Präoperative Fehler ergaben sich in 20 Verfahren (5): 11-mal (2) war die dokumentierte Anamnese- und Befunderhebung des Fußes nicht ausreichend, 6-mal (1) wurde eine gebotene präoperative Röntgenaufnahme unterlassen oder war zur Beurteilung der Deformität ungeeignet. Eine Indikation für den durchgeführten Eingriff lag 8-mal (2) nicht vor, darunter einmal aufgrund einer präoperativ – in Ermangelung der Prüfung – nicht erkannten fortgeschrittenen pAVK.

Fehler bei der technischen Durchführung der Operationen (30, davon 15 an den kleinen Zehen, ) wurden am häufigsten festgestellt. Allein bei 24 Patienten (14) wurde die vorliegenden krankhaften Befunde nicht bzw. nur teilweise beseitigt. Weitere technische Fehler waren 4-mal (1) die unzulängliche Schraubenlänge, je einmal die unbemerkte Durchtrennung der langen Strecksehne und die versäumte Sogfreigebung der eingelegten Drainage. Ein ausreichender OP-Bericht konnte 3-mal nicht vorgelegt werden. Bei 16 Patienten (5) war die gewählte Operationsmethode nicht befundangemessen oder ungeeignet.

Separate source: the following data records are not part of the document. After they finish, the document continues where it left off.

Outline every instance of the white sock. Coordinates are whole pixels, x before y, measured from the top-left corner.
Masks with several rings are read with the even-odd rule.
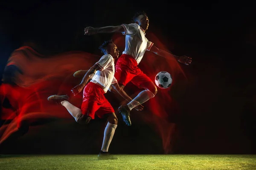
[[[76,121],[77,122],[77,119],[82,113],[82,111],[80,109],[76,107],[68,101],[67,100],[64,100],[61,102],[61,105],[66,108],[67,111],[74,118],[76,119]]]
[[[154,95],[151,91],[148,90],[144,90],[140,93],[135,98],[128,103],[127,106],[131,110],[135,107],[141,105],[154,97]],[[140,104],[138,104],[138,102]]]
[[[110,143],[113,138],[115,130],[117,127],[117,125],[108,122],[108,124],[105,128],[105,131],[104,131],[104,138],[103,138],[103,142],[101,149],[102,151],[108,151],[108,147],[109,147]]]

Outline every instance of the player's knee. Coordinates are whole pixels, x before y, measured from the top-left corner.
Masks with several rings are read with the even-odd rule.
[[[89,123],[91,118],[90,116],[80,113],[78,114],[76,116],[76,121],[79,124],[86,125]]]
[[[116,117],[115,117],[113,118],[113,123],[112,124],[117,125],[117,122],[118,120],[117,119],[117,118]]]
[[[108,122],[114,125],[117,125],[118,120],[116,116],[111,116],[108,119]]]

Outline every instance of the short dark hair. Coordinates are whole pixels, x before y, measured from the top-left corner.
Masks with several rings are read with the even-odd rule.
[[[104,41],[104,42],[99,47],[99,49],[101,50],[101,52],[102,53],[104,53],[103,51],[102,50],[103,49],[105,49],[106,50],[106,47],[108,46],[109,44],[113,42],[113,41],[112,39]]]
[[[137,19],[138,17],[139,17],[140,15],[145,15],[146,16],[148,16],[148,15],[147,15],[147,14],[146,14],[145,12],[144,11],[142,12],[136,12],[135,14],[134,14],[134,17],[132,18],[132,20],[133,20],[133,21],[134,23],[136,21],[136,19]]]

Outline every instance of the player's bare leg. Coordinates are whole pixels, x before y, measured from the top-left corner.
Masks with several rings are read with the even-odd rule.
[[[123,85],[122,85],[123,86]],[[122,114],[124,122],[128,126],[131,125],[130,119],[130,112],[135,107],[146,102],[154,97],[157,90],[152,82],[147,82],[140,85],[145,90],[142,91],[131,102],[126,105],[122,105],[118,108],[119,112]],[[122,87],[123,88],[123,87]]]
[[[108,147],[117,127],[117,118],[114,113],[108,114],[108,124],[105,128],[104,137],[100,152],[98,155],[99,159],[117,159],[118,158],[108,153]]]
[[[84,118],[81,117],[83,116],[80,109],[75,106],[68,102],[69,97],[67,95],[59,96],[52,95],[48,98],[50,102],[55,102],[57,104],[60,104],[66,108],[69,113],[73,116],[76,122],[82,124],[87,124],[90,120],[90,117],[84,120]],[[83,118],[83,119],[81,119]]]
[[[88,70],[79,70],[78,71],[76,71],[75,73],[74,73],[73,76],[74,76],[75,77],[83,78],[87,71]]]

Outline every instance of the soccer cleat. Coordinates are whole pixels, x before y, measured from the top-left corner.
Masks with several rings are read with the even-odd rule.
[[[58,104],[60,104],[61,102],[64,100],[68,100],[69,97],[67,95],[52,95],[48,98],[48,101],[54,102]]]
[[[128,108],[127,106],[121,106],[118,108],[118,111],[122,115],[123,120],[125,124],[128,126],[131,126],[131,122],[130,119],[130,110]]]
[[[101,152],[98,155],[98,159],[99,160],[108,160],[108,159],[118,159],[118,158],[106,152],[103,153],[103,152]]]

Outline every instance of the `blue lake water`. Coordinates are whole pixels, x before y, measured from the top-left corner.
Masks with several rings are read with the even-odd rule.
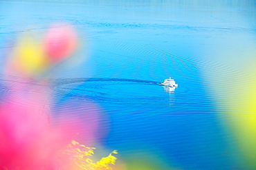
[[[221,96],[228,78],[246,83],[255,76],[242,69],[255,55],[241,54],[255,47],[255,7],[253,1],[0,1],[1,61],[16,34],[68,21],[86,42],[78,55],[88,59],[56,69],[52,90],[60,102],[101,107],[104,147],[127,162],[144,153],[147,162],[158,160],[152,169],[244,169],[221,118],[230,115],[222,106],[236,103]],[[161,85],[169,77],[179,84],[174,91]]]

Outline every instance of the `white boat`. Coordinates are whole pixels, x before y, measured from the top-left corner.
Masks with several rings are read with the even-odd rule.
[[[171,78],[165,79],[165,81],[161,85],[172,87],[178,87],[178,84],[176,84],[174,80]]]

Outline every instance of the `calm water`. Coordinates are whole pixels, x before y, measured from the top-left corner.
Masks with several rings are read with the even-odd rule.
[[[100,106],[104,147],[152,169],[244,169],[226,121],[244,113],[232,106],[247,92],[229,85],[255,78],[244,68],[255,59],[256,8],[222,1],[0,1],[1,55],[17,34],[68,21],[87,42],[79,55],[89,57],[56,69],[49,90],[60,103]],[[179,84],[172,92],[160,85],[170,76]]]

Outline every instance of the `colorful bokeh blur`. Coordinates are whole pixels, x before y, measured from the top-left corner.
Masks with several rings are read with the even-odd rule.
[[[41,35],[43,40],[39,36],[31,31],[21,34],[6,56],[1,85],[10,92],[0,101],[0,169],[110,169],[116,151],[96,162],[89,158],[95,148],[88,147],[95,145],[98,137],[97,105],[80,103],[80,109],[72,109],[77,103],[68,100],[51,109],[56,103],[50,90],[48,78],[54,76],[51,71],[68,64],[67,58],[77,57],[72,56],[77,48],[75,28],[68,23],[53,23]],[[70,110],[62,107],[67,105]],[[95,111],[86,111],[87,107]],[[79,114],[91,120],[82,122],[74,116]]]

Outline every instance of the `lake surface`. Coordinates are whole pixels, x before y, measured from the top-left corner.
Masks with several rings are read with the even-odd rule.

Die postoperative Betreuung wurde in 28 Verfahren (9) von den Gutachtern als unzureichend angesehen, darunter fehlte es 10-mal (4) an einer Sicherungsaufklärung, beispielsweise über das Erfordernis einer Nachbehandlung oder den fehlenden Erfolg des Eingriffs; 6-mal (3) waren die Röntgenkontrollen unzulänglich/verspätet oder wurden unterlassen, 6-mal (2) wurde eine adäquate Nachbehandlung zur Sicherung des OP-Ergebnisses versäumt, 4-mal (1) wurden die postoperativen Befunde/Beschwerden nicht ausreichend gewürdigt, 4-mal (1) erfolgte ein unzulängliches Infektmanagement, 3-mal (1) wurde eine Revisions-OP nicht zeitgerecht veranlasst und 3-mal (2) nicht ordnungsgemäß durchgeführt. Bei 3 Patienten erfolgte die Materialentfernung verfrüht. Über bestehende Behandlungsalternativen wurden 4 Patienten nicht aufgeklärt.

Mängel der Risikoaufklärung wurden von knapp einem Viertel der Patienten beklagt (29; 13) (s.Tab. 3). Versäumnisse wurden 5-mal (2) festgestellt, darunter 2-mal bei ansonsten sachgerechter Behandlung mit der Folge der Haftung für alle Folgen des rechtswidrigen Eingriffs. Dokumentationslücken wurden in insgesamt 17 (7) Verfahren von den Gutachtern festgestellt (13,8%), darunter in 10 (3) Verfahren mit bejahten Behandlungsfehlern.